On multiple narratives and memory repositories

The hegemonic, Eurocentric and patriarchal vision of the world has long been dismantled. The art history we studied in the 20th century has been called into question, precisely because it excludes the multiple narratives that were simultaneously generated from non-Western cultures and geographies. We live in a world that is still hierarchical, but in which, at the same time, there are channels for making peripheral, transversal and diverse voices and views heard. Knowledge is no longer transmitted, but has multiple levels and is generated in a collective and de-hierarchical manner, based on doubt, tensions, contradictions and rereadings.

In this context, museums can no longer be the guardians of the treasures of the past, but rather great archives, repositories of memory (following Walter Benjamin) whose collections change, evolve, emphasize complexity and open up to multiple readings. A good example of this was the exhibition La caja entropica by Francesc Torres at the MNAC, which was based on the museum’s collection, understood as an archive in which it is possible to investigate what has been rejected, what is archived but left aside, in order to offer a portrait of a given moment, as faithful as official history.

The emphasis on critical and peripheral positions, the recovery of forgotten or silenced narratives or rereadings of history, with the consequent creation of new maps, generates new networks of connections based on alternative, multiple and simultaneous narratives, which allow Barcelona to be connected with, for example, Abu Dhabi or Guatemala City.
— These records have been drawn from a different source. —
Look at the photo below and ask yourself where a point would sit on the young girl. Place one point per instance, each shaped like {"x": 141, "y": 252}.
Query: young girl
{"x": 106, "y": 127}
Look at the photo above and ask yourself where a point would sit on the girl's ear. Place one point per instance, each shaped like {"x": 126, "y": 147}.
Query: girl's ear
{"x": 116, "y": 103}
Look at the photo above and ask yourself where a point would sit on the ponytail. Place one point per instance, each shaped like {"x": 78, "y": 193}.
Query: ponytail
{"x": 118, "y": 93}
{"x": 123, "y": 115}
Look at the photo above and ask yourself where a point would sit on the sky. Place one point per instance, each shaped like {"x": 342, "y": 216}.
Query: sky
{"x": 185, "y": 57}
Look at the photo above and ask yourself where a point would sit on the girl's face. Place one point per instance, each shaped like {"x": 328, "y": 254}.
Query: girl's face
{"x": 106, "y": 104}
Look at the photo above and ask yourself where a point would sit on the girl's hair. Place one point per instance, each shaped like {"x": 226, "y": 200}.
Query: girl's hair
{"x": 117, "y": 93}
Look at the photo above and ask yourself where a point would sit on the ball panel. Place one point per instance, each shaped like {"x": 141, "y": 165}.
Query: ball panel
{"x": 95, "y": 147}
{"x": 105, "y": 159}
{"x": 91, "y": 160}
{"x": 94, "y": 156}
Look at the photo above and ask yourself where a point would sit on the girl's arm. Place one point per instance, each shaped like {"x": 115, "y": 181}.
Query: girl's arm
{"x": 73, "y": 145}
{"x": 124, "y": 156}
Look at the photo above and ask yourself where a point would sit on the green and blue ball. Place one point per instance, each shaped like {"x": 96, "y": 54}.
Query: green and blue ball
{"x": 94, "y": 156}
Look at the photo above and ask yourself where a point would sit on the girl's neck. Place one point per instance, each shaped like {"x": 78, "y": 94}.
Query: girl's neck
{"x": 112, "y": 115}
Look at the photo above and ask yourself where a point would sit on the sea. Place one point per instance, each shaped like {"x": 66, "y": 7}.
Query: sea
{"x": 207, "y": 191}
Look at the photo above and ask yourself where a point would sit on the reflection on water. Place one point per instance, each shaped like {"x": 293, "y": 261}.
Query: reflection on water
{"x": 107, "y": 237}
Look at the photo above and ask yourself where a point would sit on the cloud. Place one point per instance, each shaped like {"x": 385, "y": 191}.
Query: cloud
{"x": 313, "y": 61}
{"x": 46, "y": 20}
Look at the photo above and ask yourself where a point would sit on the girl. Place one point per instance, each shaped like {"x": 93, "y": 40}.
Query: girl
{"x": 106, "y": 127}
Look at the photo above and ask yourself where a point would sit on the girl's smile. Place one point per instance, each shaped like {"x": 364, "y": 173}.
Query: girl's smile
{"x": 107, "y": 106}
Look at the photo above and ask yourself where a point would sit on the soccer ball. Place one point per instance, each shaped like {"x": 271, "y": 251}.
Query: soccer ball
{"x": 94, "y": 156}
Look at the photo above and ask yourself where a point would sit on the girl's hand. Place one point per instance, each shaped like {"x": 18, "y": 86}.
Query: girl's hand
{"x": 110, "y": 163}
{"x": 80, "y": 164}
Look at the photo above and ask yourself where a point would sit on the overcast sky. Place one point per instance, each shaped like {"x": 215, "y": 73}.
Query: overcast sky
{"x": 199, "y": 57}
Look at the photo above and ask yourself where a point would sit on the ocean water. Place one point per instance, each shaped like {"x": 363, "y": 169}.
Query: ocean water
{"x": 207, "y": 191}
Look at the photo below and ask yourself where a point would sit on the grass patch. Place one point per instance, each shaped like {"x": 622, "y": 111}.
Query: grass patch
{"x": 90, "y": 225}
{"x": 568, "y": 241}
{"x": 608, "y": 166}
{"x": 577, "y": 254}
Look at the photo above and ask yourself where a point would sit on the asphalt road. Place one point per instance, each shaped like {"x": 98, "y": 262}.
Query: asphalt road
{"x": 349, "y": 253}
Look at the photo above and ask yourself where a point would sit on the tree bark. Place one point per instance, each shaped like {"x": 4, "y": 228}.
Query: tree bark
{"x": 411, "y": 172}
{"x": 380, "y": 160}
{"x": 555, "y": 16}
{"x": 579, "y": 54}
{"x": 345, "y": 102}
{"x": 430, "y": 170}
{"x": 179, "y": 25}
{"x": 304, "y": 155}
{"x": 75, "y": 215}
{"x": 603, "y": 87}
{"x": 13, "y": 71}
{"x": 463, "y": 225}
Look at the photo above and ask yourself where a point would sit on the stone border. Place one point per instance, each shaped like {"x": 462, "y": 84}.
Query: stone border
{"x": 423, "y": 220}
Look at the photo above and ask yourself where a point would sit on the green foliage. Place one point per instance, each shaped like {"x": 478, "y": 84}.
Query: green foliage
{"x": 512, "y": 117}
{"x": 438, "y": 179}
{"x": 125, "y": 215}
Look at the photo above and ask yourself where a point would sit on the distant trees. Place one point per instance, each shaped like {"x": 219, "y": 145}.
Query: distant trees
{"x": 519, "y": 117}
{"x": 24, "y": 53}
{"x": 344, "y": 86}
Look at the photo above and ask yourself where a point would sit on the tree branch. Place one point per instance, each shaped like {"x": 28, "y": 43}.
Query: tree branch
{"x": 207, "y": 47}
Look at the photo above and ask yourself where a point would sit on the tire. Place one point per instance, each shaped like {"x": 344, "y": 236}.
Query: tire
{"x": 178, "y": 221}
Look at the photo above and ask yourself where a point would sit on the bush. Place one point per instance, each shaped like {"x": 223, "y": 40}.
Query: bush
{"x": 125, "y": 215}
Thus, in the exhibition From Barcelona to Abu Dhabi (co-organised by MACBA and ADMAF, Abu Dhabi) we rediscover the photographs of the Emirati artist Ebtisam Abdul Aziz in which a female figure appears, dressed entirely in black (including the head and face) contorting inside a white ring that prevents her from moving freely, evidencing the conflict and the effort of women in the United Arab Emirates (and in the world, in general) to overcome the social limitations imposed. From Guatemala, Cuerpo sobrevuelto by Nora Pérez photographs women’s bodies that overflow (literally) the restrictions that girdles try to impose by following imposed physical and beauty canons. Completing this peripheral tour, in One Year Women’s Performance. 2015-2016, recently exhibited at the Virreina, Raquel Friera is based on the action of the Taiwanese Tehching Hsieh in which he clocked in every day for a year, in an attempt, naturally unsuccessful, to quantify artistic work. Friera asks a series of women to sign and photograph themselves every time they finish domestic tasks or care for family members, precisely to make them visible.

In short, three examples from geographically distant contexts, which share views and artistic discourses on the role of women in very diverse societies.